Context: An international team of scientists, including from India, has discovered strong evidence indicating the presence of ozone on Jupiter’s moon, Callisto.
Importance of Ozone:
- Ozone molecule is composed of three oxygen atoms bonded together.
- The ozone layer is found in the lower part of the earth’s stratosphere, around 15–35 km above ground, and serves as a shield as it completely absorbs ultraviolet-B and ultraviolet-C radiation.
- Ultraviolet-B (wavelengths 290–320 nanometres) and ultraviolet-C (100-280 nanometres) can damage DNA, trigger mutations, inhibit plant growth and increase the risk of skin cancer and cataracts in humans.
- Without the ozone layer, UV-radiation levels would be much higher on Earth’s surface, rendering it uninhabitable for many species and disrupting entire ecosystems.
- Rationale of the study: Scientists are currently studying various celestial bodies in the Solar System that show signs of ozone, suggesting the existence of stable atmospheric conditions and, by extension, their possibility of hosting life.
Callisto and its unique environment:
- Callisto is one of Jupiter’s largest moons and the third-largest moon in the Solar System after Ganymede (Jupiter’s moon) and Titan (Saturn’s moon).
- Callisto is primarily composed of water ice, rocky materials, sulphur dioxide, and some organic compounds. These substances make the moon a potential candidate for supporting life in the solar system beyond the earth.
- Callisto’s surface is heavily cratered, indicating a long history of being struck by asteroids and comets.
- It lacks the extensive seismic activity, which is present in some of Jupiter’s other moons like Europa.

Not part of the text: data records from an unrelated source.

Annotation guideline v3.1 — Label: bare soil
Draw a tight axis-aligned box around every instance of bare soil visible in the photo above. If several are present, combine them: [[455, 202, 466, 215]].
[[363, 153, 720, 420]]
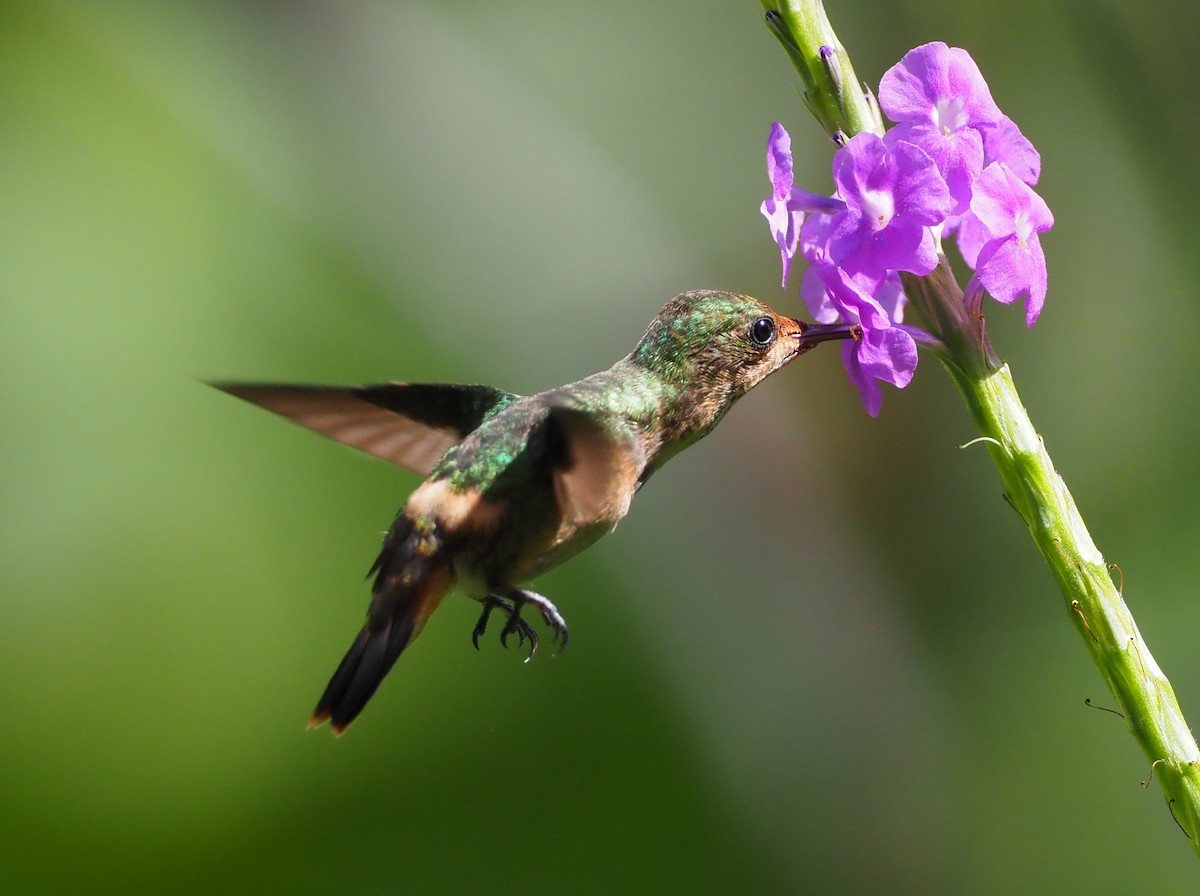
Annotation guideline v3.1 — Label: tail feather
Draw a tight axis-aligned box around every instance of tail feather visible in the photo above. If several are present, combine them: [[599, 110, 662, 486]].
[[308, 513, 454, 734]]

- It has relatively few geological features which suggest that Callisto’s surface is geologically inactive or relatively stable for a long time. This stability could be vital to preserve any subsurface ocean or potential habitats beneath the icy crust.
The Experiment:
- The Scientists modelled the surface of Callisto icy surface conditions in a lab, and analysed the chemical reactions occurring on the surface of Callisto when sunlight hits its surface (caused by ultraviolet radiation).
- The experiments were conducted at the National Synchrotron Radiation Research Centre (NSRRC) in Taiwan, which provided access to high-energy radiation sources required to recreate the radiation coming from the Sun.

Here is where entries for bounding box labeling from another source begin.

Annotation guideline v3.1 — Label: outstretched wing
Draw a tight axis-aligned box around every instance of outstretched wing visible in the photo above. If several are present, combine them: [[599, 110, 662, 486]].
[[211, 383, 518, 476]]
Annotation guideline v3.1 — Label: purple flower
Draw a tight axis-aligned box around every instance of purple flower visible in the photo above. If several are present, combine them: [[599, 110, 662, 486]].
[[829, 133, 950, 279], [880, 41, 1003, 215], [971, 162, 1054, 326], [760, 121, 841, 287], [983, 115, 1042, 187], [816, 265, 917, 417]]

- To do this, the researchers used vacuum ultraviolet photons (of wavelength 137.7 nanometres), which mimic the solar radiation that reaches the moon’s surface.
- To model the surface of Callisto, the researchers placed a substrate of lithium fluoride in a chamber with very low pressure. This environment recreated conditions similar to those found in outer space.

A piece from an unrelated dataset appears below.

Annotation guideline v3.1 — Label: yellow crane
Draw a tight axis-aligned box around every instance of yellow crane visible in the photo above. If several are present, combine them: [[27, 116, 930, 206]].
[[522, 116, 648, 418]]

- The sulphur dioxide ice samples were deposited onto the substrate, setting the stage for the final step: observing the absorption spectrum.
- The absorption spectrum is the unique fingerprint of a substance.’
- It shows the wavelengths of light it absorbs, providing insights into its composition and properties.
- Finally, they irradiated the ice with vacuum-ultraviolet photons and recorded its ultraviolet absorption spectrum during and after the irradiation using a photomultiplier tube detector.
- The ultraviolet absorption spectrum revealed the formation of ozone after the sulphur dioxide ice samples were irradiated.
- The researchers also compared their experimental data with data collected by the Hubble Space Telescope, which had also suggested the presence of sulphur dioxide and ozone on the surface of Callisto in 1997.
Significance:
- The discovery of ozone on Callisto suggests the presence of oxygen, which in turn is a fundamental ingredient required for the formation of complex molecules required for life such as amino acids.
- The investigation into the chemical evolution of ‘SO2 astrochemical ice’ (ice primarily composed of sulphur dioxide (SO2) in the presence of ultraviolet irradiation) would shed light on the chemical processes and composition of the surface of Callisto.
- Hence, the findings would help in understanding Callisto’s environment and the potential habitability of icy moons in the Solar System.